Following this tutorial and this question of mine, for 54 different architectures, I have created 7 fold of Time series nested cross validation and calculated their average RMSEs along the folds. Here is the plot of results for each model (sorted by test errors):
Train RMSE Val. RMSE Test RMSE
0 49.687797 46.066586 51.520229
1 45.753350 45.379110 51.802998
2 48.282409 45.721729 51.841783
3 48.600064 46.845202 52.014357
4 47.541941 45.378764 52.024013
5 51.300506 46.528276 52.107319
6 48.919367 46.286362 52.169052
7 52.408936 46.677165 52.268566
8 50.166622 45.407038 52.307951
9 49.050966 46.781303 52.310827
10 49.872758 45.671953 52.321291
11 46.177456 45.494021 52.557310
12 49.036850 45.852280 52.594011
13 47.316358 44.802460 52.600244
14 52.821173 46.258382 52.631585
15 48.910266 45.990957 52.754455
16 50.534043 45.315262 52.815753
17 48.635029 46.097369 52.966606
18 49.386921 45.257947 53.017332
19 48.335603 45.386894 53.304866
20 61.186672 47.027477 53.460612
21 49.972194 45.545195 53.470178
22 59.882552 46.475939 53.944369
23 55.951904 45.525361 54.027113
24 58.252209 45.222602 54.057611
25 64.149203 48.698381 54.323094
26 59.535415 49.236504 54.344255
27 61.096072 49.298675 54.400525
28 55.760195 45.328589 54.401031
29 57.053078 47.123611 54.683293
30 56.392229 47.227539 54.685360
31 62.176391 46.952841 55.149935
32 58.396399 47.631487 55.158098
33 62.114717 50.188596 55.276931
34 59.871759 49.238543 55.285609
35 58.184016 47.148222 55.315562
36 56.286819 45.840154 55.407579
37 56.275041 45.399141 55.552131
38 60.154595 45.440626 55.572438
39 57.626510 47.418812 55.609291
40 59.286548 46.609070 55.622315
41 57.947627 47.487280 55.635283
42 61.773251 48.317250 55.783020
43 58.108373 47.029473 55.806003
44 60.723731 46.981426 55.825117
45 64.604817 47.873297 55.950005
46 59.613294 47.207958 56.326126
47 63.628736 48.368041 56.384107
48 56.820503 45.111788 56.454283
49 64.583549 47.489629 56.486057
50 63.903845 48.011409 57.246105
51 63.635471 47.778477 57.260250
52 60.728946 47.501679 57.340145
53 71.336779 47.621872 57.731262
Now I want to select the best model. What is a bit confusing for me is that the test errors for some models are less than train errors.

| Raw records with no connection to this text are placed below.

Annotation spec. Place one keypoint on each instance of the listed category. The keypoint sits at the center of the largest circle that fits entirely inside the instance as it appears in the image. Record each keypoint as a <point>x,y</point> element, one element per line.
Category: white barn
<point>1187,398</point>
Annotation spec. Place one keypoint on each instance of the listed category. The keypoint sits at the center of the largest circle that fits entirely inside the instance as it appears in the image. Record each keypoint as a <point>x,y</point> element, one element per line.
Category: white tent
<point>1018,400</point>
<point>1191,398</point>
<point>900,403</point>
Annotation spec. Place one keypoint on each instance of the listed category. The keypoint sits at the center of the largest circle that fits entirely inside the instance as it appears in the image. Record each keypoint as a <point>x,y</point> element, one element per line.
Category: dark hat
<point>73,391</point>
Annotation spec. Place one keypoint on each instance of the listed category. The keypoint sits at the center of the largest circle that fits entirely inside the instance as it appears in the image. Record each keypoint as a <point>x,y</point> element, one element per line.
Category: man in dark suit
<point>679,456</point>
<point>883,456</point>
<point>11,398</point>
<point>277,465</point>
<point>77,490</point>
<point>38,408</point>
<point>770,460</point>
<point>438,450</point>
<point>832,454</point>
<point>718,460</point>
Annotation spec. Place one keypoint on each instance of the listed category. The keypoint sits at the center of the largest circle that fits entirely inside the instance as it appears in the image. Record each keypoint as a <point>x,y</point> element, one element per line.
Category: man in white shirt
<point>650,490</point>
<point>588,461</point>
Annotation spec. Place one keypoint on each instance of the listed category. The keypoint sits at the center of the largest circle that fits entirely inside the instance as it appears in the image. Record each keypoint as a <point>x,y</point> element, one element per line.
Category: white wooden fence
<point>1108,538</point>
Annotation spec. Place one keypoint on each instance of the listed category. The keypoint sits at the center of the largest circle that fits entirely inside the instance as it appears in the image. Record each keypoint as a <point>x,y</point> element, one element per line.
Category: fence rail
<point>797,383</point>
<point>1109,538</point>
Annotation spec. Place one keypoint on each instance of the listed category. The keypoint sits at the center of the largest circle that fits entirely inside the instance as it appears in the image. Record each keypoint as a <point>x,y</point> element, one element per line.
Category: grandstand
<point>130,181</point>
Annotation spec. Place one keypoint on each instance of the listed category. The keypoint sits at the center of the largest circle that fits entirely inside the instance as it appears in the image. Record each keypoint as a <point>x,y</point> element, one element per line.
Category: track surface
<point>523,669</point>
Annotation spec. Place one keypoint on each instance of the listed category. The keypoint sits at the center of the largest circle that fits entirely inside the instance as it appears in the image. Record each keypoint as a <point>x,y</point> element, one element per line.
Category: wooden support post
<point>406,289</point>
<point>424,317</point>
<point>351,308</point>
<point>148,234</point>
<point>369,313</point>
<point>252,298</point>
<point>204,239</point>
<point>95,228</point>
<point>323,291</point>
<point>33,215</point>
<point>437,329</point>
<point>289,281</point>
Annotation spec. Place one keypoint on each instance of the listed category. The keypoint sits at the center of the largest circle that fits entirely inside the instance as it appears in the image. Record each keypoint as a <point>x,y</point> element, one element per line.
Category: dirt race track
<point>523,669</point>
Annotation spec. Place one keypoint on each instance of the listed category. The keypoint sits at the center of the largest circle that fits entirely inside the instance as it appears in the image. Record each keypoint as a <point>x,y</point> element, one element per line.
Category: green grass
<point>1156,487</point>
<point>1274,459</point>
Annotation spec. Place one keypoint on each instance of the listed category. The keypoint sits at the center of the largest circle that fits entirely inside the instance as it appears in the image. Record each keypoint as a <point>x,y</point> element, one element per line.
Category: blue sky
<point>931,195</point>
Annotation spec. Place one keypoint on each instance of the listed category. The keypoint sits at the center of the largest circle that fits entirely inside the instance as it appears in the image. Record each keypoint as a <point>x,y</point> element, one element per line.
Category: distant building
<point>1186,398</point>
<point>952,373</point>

From this answer, the answerer claims that when Training errors are higher than test errors, the model is not properly fitted to the data. ( Although He didn't introduced a threshold for his claim)
- Are Those models with training errors higher than test errors, not good enough?
- Is this selection procedure satisfactory?